Het Waasland vormde als grensgebied een gunstige uitvalsbasis voor helers. Eenmaal over de grenzen heen bevond men zich in een andere jurisdictie en was men in principe veilig. Ten zuiden en ten westen lagen het Land van Dendermonde en de kasselrij Oudburg. Het Waasland was ook een belangrijk doorvoergebied naar Antwerpen.[30] Van daaruit was er een verdere doorvoer en verdeling van handelsgoederen naar onder andere de Verenigde Provinciën. Vele gestolen goederen bleven echter in lokale circulatie. Meestal werden ze in een nabijgelegen dorp verkocht. Er zijn zelfs een paar gevallen bekend waarbij het gestolen goed in hetzelfde dorp wordt verkocht, amper enige tijd nadat het er is gestolen. Hierbij namen de dieven en helers (in dergelijke gevallen meestal dezelfde persoon) wel grote risico’ s. Het slachtoffer kon direct na de vaststelling van de diefstal de lokale autoriteiten verwittigen en daarna winkeliers, handelaars en gewone mensen op de hoogte brengen. Die waren dan op hun hoede en hielpen mee uitkijken naar het gestolen goed. Hoewel het verkopen van gestolen goederen in hetzelfde of in een nabijgelegen dorp niet zo verstandig en logisch leek, gebeurde dit nogal vaak. Meer dan één dief of heler is op die manier tegen de lamp gelopen.

Voorbeeld ter illustratie: in de nacht van zaterdag 22 op zondag 23 april 1741 drongen Joris Maes en Judenis Van Pottelberghe langs het kelderraam de kelder van brouwer Jan Frans De Bock uit Sinaai binnen en stalen er voedsel (boter, varkensvlees,…) en drank. De dag daarop (zondag dus) reeds poogden de dieven de gestolen goederen in Sinaai aan de man te brengen. De brouwer had tijdens de hoogmis uiteraard het verhaal van de diefstal aan zijn dorpsgenoten verteld en algauw werden de goederen als de zijne herkend.
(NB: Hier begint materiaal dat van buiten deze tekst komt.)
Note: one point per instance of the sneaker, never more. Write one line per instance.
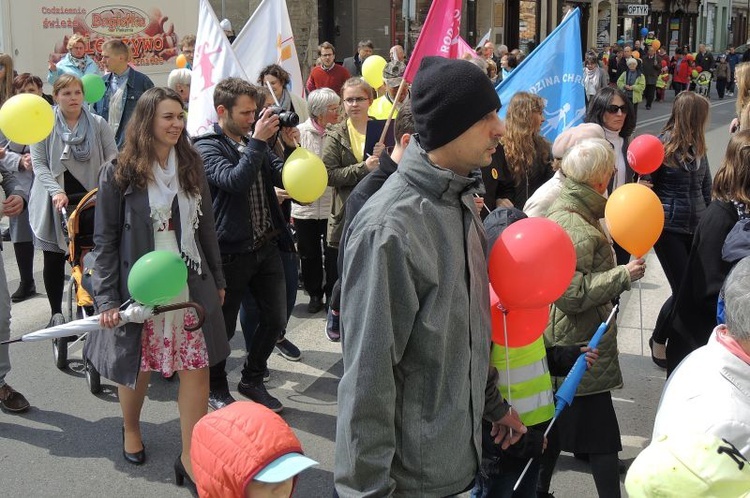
(23, 292)
(57, 319)
(12, 401)
(259, 394)
(288, 350)
(219, 399)
(315, 305)
(332, 326)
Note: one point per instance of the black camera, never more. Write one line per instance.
(287, 119)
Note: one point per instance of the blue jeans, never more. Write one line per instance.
(249, 312)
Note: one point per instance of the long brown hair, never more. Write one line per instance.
(522, 141)
(6, 85)
(732, 181)
(686, 129)
(135, 161)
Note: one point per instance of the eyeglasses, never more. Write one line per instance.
(612, 109)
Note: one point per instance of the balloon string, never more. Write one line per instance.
(640, 311)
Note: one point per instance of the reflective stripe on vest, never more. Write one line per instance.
(530, 382)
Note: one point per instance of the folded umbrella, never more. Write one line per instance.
(134, 313)
(567, 390)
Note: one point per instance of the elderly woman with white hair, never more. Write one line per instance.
(589, 426)
(179, 81)
(311, 220)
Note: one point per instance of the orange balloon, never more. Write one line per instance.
(635, 218)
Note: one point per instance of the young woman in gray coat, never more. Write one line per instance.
(155, 196)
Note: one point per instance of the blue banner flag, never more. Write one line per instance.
(554, 71)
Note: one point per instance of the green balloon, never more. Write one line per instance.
(157, 278)
(93, 88)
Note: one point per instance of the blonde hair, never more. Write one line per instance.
(75, 39)
(742, 79)
(522, 141)
(590, 161)
(6, 85)
(732, 181)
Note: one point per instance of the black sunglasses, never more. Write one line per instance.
(612, 109)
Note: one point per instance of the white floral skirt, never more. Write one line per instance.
(166, 346)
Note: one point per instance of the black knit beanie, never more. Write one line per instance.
(447, 97)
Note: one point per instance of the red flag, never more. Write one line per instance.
(439, 35)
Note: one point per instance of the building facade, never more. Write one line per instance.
(515, 23)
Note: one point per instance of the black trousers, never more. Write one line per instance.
(673, 250)
(721, 86)
(316, 256)
(261, 273)
(648, 94)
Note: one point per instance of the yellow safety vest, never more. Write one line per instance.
(530, 382)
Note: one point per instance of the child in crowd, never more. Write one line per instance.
(245, 450)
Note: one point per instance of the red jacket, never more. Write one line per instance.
(682, 71)
(230, 446)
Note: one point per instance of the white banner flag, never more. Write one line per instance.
(267, 38)
(214, 61)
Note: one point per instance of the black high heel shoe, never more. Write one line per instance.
(181, 477)
(137, 458)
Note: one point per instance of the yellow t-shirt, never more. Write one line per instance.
(357, 140)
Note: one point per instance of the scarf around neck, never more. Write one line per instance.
(78, 141)
(161, 194)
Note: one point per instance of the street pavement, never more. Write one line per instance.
(69, 443)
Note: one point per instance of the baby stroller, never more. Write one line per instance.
(79, 231)
(703, 83)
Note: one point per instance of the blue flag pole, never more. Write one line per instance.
(567, 390)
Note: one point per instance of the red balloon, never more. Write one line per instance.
(531, 264)
(524, 326)
(645, 154)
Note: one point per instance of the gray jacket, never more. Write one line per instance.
(49, 169)
(123, 234)
(416, 337)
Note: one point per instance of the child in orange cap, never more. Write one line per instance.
(246, 450)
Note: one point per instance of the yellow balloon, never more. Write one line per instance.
(635, 218)
(304, 176)
(372, 70)
(26, 119)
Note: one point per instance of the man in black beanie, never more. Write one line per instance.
(417, 380)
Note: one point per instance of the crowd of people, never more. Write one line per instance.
(399, 235)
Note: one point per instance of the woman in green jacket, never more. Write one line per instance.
(632, 82)
(589, 426)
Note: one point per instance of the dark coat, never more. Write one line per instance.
(693, 316)
(684, 192)
(136, 85)
(230, 176)
(124, 233)
(651, 68)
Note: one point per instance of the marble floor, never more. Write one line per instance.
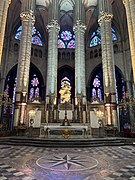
(95, 163)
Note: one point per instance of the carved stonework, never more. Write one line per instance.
(26, 16)
(105, 16)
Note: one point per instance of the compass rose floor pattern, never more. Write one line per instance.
(95, 163)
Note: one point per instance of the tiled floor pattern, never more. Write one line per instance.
(19, 163)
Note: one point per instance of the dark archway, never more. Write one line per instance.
(66, 71)
(120, 82)
(11, 80)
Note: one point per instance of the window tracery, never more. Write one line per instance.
(36, 36)
(96, 37)
(66, 39)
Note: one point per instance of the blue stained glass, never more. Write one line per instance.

Vier mannen verwittigden meteen de meier van Sinaai die samen met enkele wachten van de ronde de twee dieven inrekende.[31] In het Waasland zijn tien gevallen van heling bekend. In vergelijking met het aantal gepleegde diefstallen is dit opmerkelijk weinig. Waarschijnlijk werd er veel meer aan heling gedaan, maar was dit het gerecht niet bekend of konden ze de daders niet vatten. Het zullen vooral de gevallen zijn waarbij de goederen werden doorversluisd naar Antwerpen of naar ergens anders buiten de grenzen van het Waasland die niet bekend zijn doordat de daders met hun buit konden ontkomen waardoor het erg moeilijk werd hen ooit terug te vinden. Op de tien betrapte daders waren er drie die poogden hun waar buiten het Waasland aan de man te brengen. De bestemmingen waren respectievelijk Antwerpen, Gent en Middelburg (Zeeland).

Voorbeeld ter illustratie: Judict Johaussere en Jan François Gordijn, twee oudere vagebonden, kwamen op 5 september 1727 te Temse aan. Ze klopten aan bij weduwe Lauretia Felix en maakten haar wijs dat ze geesten konden verdrijven. De goedgelovige vrouw liet hen binnen en zo zagen beide bedriegers hun kans schoon de vrouw te beroven. Met de buit, 28 pond en gouden sieraden op zak trokken ze naar herberg ‘Den Coninck van Spagnien’. Daar werden ze echter door de ronde opgepakt, juist toen ze op het punt stonden om met de schuit naar Antwerpen te vluchten.[32]

Voorbeeld ter illustratie: de 26 jarige Anne Marie De Groote werkte als dienstmeid bij Marie Van Hese. Toen deze laatste op 5 januari 1735 naar de markt was, besloot de dienstmeid haar slag te slaan. Ze roofde zich in het huis een opmerkelijke buit bij elkaar (textiel, kledij, trouwring, een zilveren ring,…) en trok ermee naar Antwerpen. Daar verkocht ze de ring en trok zo verder naar Middelburg waar ze de rest van de buit ten gelde maakte. Het leverde haar 50 schellingen en 8 ponden grote Hollands geld op.[33] De overige daders poogden hun buit dus binnen het Waasland te verzilveren.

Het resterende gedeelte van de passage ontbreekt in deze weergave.